At the very beginning of 2024, Professor David M. Carballo (CAS/Anthropology, Archaeology, andLatin American Studies, & CISS Affiliate) published the latest work in his academic repertoire, Collective Action and the Reframing of Early Mesoamerica. This book, co-authored with Gary M. Feinman (University of Chicago-Illinois) uses archaeological and historical records centering on prehispanic Mesoamerica to illuminate how collective-action theory explains social dynamics from the past.

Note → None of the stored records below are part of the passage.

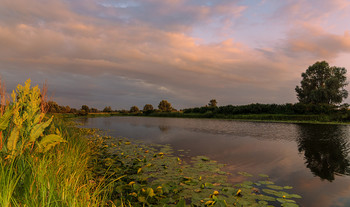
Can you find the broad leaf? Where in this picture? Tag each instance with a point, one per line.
(49, 141)
(5, 119)
(12, 140)
(38, 130)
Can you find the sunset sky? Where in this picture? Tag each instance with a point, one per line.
(121, 53)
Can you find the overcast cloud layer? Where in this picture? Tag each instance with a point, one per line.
(133, 52)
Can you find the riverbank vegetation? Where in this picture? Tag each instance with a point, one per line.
(46, 161)
(43, 161)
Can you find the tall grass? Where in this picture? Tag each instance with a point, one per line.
(59, 175)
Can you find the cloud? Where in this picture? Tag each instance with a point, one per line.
(141, 51)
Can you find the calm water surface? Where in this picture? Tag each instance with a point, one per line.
(312, 158)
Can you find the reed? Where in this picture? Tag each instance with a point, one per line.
(43, 160)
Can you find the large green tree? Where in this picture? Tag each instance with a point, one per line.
(322, 84)
(165, 106)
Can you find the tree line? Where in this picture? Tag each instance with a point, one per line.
(163, 106)
(321, 90)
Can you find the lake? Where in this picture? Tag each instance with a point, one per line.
(314, 159)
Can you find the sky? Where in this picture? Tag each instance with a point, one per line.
(121, 53)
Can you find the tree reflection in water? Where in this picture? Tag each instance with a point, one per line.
(326, 149)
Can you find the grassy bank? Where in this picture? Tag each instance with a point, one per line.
(297, 118)
(47, 161)
(44, 161)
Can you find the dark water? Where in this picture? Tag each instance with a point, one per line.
(312, 158)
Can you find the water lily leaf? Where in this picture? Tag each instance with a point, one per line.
(221, 203)
(245, 174)
(295, 196)
(275, 187)
(208, 185)
(142, 199)
(150, 192)
(289, 205)
(181, 203)
(266, 182)
(283, 200)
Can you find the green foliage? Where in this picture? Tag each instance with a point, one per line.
(34, 169)
(134, 109)
(322, 84)
(107, 109)
(27, 121)
(85, 108)
(213, 103)
(148, 108)
(165, 106)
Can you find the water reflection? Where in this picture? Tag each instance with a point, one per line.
(325, 149)
(292, 154)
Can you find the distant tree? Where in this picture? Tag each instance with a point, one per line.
(165, 106)
(67, 109)
(134, 109)
(53, 107)
(107, 109)
(148, 107)
(322, 84)
(213, 103)
(82, 112)
(85, 108)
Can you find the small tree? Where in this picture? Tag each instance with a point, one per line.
(213, 103)
(322, 84)
(107, 109)
(148, 108)
(85, 108)
(165, 106)
(134, 109)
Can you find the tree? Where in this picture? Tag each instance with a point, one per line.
(85, 108)
(94, 110)
(147, 108)
(165, 106)
(213, 103)
(134, 109)
(322, 84)
(107, 109)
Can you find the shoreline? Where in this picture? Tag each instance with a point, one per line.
(244, 117)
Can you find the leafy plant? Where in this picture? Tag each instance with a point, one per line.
(23, 124)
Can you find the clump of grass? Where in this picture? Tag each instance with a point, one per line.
(43, 161)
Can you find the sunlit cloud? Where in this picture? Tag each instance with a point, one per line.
(185, 51)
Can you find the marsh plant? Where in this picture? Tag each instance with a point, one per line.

According to Professor Carballo, this book “provides a corrective to popular notions of most past societies having been organized despotically and instead presents a spectrum of types of systems of governance, resource management regimes, and interactions between social groups and institutions.” To readers particularly fond of a reference to Boston, Carballo highlights that the book “begins and ends in Boston Common as an example of resource dilemmas and collective endeavors only partially fulfilled in our city’s history.” Carballo is currently teaching as a faculty member at the BU Madrid Program and would like to recommend The Ornament of the World: How Muslims, Jews and Christians Created a Culture of Tolerance in Medieval Spain by Maria Rosa Menocal to the CISS community as it offers “a more humanistic take on an issue of interest to social scientists: how religious tolerance and multiculturalism can be fostered and also how it can unravel.”

Robert W. Hefner

Islam and Citizenship in Indonesia: Democracy and the Quest for an Inclusive Public Ethics

Published in December of 2023, Professor Robert W. Hefner’s new book Islam and Citizenship in Indonesia: Democracy and the Quest for an Inclusive Public Ethics draws on thirty five years of research on the phenomenon of an effective and sustainable democratic system in Indonesia. As the highest populated Muslim-majority country, “Indonesia’s vast Muslim mass organizations were actually critical to the country’s democratic achievement” in contrast to broader assumptions supporting the opposite perspective, according to CISS affiliate and CAS/Anthropology professor,Hefner. Hefner hopes that readers “appreciate that the history of democracy and citizenship in Indonesia offers insights into the question of how people of diverse ethnic and religious traditions can live together in equality and dignity, not just in Indonesia, but in all countries of the world.”

Check out any of these books and the authors’ recommendations this summer and look out for more publications throughout 2024!